Amazon has officially launched its new EC2 G7 instances, marking the first time a major cloud provider has deployed NVIDIA RTX PRO 4500 Blackwell Server Edition GPUs for public cloud workloads. These instances, designed for AI inference, graphics rendering, and data analytics, provide up to 4.6 times the AI inference performance compared to the previous G6 generation, according to official AWS documentation.
Technical Specifications and Performance Gains
The G7 instances represent a significant architectural shift from the preceding G6 generation. Each instance is powered by the NVIDIA Blackwell architecture, which features 5th Gen Tensor Cores and 4th Gen RT Cores. According to AWS, these chips provide 1.33 times the memory capacity and 2.45 times the memory bandwidth of G6 hardware.
Networking throughput has also seen a substantial upgrade, reaching 700 Gbps via EFA-enabled connectivity. This represents a seven-fold increase over G6 networking capabilities, intended to reduce latency in multi-node clusters. The integration of ninth-generation NVENC and sixth-generation NVDEC engines allows for a 1.5x increase in concurrent high-resolution video streams, supporting complex 4:2:2 encoding workflows.
Comparison: G7 vs. G6 Instances
The following table highlights the key performance improvements reported by AWS regarding the transition to G7 hardware:
| Feature | G6 Instance | G7 Instance |
|---|---|---|
| AI Inference Performance | Baseline | Up to 4.6x faster |
| Graphics Performance | Baseline | Up to 2.1x faster |
| Network Throughput | 100 Gbps | Up to 700 Gbps |
| Video Stream Capacity | Baseline | 1.5x throughput |
Deployment and Availability
AWS has made G7 instances available immediately in two regions: US East (Ohio) and US West (Oregon). Users can deploy these instances using AWS Deep Learning AMIs or NVIDIA Workstation AMIs. For those utilizing Amazon EKS, the company requires the use of NVIDIA driver version R595 to ensure compatibility with the Blackwell architecture.

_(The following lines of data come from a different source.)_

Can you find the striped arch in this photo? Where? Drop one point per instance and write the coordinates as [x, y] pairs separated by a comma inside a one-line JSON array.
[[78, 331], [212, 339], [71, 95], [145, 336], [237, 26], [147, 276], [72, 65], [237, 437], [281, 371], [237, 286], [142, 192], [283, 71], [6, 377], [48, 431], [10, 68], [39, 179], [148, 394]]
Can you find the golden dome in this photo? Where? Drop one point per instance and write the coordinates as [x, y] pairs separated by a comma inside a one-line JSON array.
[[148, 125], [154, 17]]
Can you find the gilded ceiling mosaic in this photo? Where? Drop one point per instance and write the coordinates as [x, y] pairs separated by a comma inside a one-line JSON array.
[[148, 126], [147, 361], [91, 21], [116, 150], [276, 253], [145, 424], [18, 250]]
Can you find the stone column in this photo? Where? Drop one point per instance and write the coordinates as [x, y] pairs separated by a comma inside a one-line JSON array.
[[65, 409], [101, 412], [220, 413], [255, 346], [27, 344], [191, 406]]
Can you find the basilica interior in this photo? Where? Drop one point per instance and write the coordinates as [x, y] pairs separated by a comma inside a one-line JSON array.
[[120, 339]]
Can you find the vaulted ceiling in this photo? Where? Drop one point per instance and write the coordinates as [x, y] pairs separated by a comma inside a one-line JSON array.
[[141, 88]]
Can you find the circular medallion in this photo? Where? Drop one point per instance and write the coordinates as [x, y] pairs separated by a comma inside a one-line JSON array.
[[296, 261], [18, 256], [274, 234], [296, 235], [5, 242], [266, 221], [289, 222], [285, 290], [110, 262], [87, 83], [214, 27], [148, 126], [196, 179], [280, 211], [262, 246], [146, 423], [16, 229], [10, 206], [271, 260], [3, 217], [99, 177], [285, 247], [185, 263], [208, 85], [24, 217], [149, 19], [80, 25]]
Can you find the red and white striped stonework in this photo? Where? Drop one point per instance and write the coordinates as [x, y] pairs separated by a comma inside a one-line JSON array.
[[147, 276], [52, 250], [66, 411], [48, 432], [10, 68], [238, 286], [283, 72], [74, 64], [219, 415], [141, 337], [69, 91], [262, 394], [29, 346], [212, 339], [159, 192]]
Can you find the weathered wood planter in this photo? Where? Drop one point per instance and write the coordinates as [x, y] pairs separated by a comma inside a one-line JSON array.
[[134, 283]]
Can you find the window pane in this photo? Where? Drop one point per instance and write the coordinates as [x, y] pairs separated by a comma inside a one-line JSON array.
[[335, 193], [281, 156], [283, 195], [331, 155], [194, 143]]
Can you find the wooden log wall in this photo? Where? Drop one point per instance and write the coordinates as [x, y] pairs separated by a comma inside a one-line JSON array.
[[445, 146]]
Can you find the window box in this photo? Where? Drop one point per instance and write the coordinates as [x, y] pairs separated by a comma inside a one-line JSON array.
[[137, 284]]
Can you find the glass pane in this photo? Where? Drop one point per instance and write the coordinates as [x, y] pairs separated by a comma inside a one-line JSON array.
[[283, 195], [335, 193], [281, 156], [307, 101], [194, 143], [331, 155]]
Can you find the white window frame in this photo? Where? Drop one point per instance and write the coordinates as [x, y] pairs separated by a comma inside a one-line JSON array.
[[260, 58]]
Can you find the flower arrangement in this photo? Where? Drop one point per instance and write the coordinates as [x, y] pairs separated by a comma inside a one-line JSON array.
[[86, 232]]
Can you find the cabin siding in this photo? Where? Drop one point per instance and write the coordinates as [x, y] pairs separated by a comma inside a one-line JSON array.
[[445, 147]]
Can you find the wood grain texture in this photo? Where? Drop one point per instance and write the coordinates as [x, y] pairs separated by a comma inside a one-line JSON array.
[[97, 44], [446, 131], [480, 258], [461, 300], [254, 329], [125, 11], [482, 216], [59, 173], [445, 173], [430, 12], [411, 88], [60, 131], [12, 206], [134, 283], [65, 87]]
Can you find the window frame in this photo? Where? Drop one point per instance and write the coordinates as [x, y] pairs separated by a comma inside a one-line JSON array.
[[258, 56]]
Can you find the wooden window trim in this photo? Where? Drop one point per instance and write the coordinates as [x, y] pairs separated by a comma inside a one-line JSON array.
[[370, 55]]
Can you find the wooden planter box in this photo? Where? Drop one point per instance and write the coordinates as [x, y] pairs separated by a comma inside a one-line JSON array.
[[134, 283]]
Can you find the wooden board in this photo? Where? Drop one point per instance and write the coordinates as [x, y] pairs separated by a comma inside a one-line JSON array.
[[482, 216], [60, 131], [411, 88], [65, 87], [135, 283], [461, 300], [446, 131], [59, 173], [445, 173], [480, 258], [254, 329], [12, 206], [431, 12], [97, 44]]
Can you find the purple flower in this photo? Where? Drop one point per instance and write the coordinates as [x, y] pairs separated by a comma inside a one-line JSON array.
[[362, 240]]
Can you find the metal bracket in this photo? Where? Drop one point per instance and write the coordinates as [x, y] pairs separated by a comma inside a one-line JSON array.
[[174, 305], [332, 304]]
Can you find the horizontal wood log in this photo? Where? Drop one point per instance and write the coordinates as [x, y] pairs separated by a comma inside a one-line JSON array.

The instances support standard operating systems, including Amazon Linux, Ubuntu, RHEL, and Windows Server. By incorporating support for industry-standard graphics libraries—such as DirectX, Vulkan, and OpenGL—AWS aims to capture enterprise demand for virtual desktop infrastructure (VDI) and spatial computing.
Pricing and Purchasing Options
Organizations can access G7 instances through several billing models:

- On-Demand: Standard hourly billing for compute time.
- Savings Plans: Long-term commitments for reduced rates.
- Spot Instances: Excess capacity offered at a lower price point for fault-tolerant workloads.
Dedicated instance hosting is currently available for the 12xlarge, 24xlarge, and 48xlarge configurations. Pricing details for these specific tiers are available via the official Amazon EC2 Pricing page.
Why This Matters for AI Infrastructure
The shift to Blackwell-based instances reflects a broader industry trend toward hardware specialized for inference rather than just training. While training models requires massive, interconnected GPU clusters, inference—the process of running a model to generate predictions—demands high memory bandwidth and low-latency throughput to maintain user-facing response times. By providing 32 GB of GPU memory per unit and up to 256 GB total in the largest configurations, AWS is positioning the G7 series as a primary choice for enterprises scaling generative AI applications into production environments.